Queensland is currently hosting the world's first ever population-wide survey of what it's like to parent or work with a child with a disability.
The survey is available to parents, caregivers and professionals at http://www.mysay.org.au
The My Say survey is part of a pioneering three-state project funded by the National Health and Medical Research Council and involves a research team from The University of Queensland (UQ), The University of Sydney and Monash University.
The $5 million Stepping Stones Triple P (SSTP) project will assess the effectiveness of Triple P's Stepping Stones parenting program in reducing behavioural and emotional problems in children with a disability across Queensland.
The project will be rolled out in Queensland first, followed by Victoria and New South Wales. A project of this scale - involving thousands of people who care for or work with children with disabilities across three states - has never been done before in the world.
Triple P founder and head of the SSTP project team for UQ, Professor Matt Sanders, said research showed Stepping Stones helped reduce children's problem behaviour and improved parenting confidence, competence and resilience.
"Parenting is already a challenging job, but parenting a child with a disability can significantly impact on the health and wellbeing of all family members," Professor Sanders said.

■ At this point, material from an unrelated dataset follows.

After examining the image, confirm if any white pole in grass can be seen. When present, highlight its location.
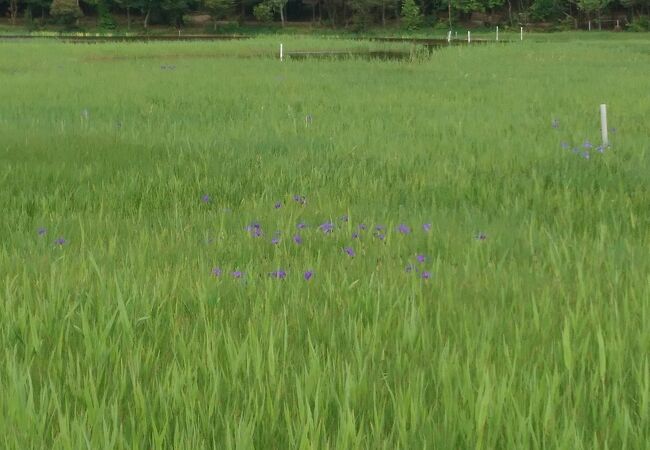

"This project allows us to provide extra support to many thousands of families and professionals across three states and we anticipate will make an enormous difference to people's day-to-day lives."
Professor Sanders said young people with disabilities such as Autism Spectrum Disorders, Cerebral Palsy and Down Syndrome experienced three to four times the rate of emotional and behavioural problems compared to typically developing children.
From 2013 almost 20,000 Queensland families with children aged from 2 to 12 with a disability will have free access to Stepping Stones.
Professionals such as psychologists, counsellors, teachers, child health nurses and family support workers who work with children with disabilities can also apply for free Stepping Stones training.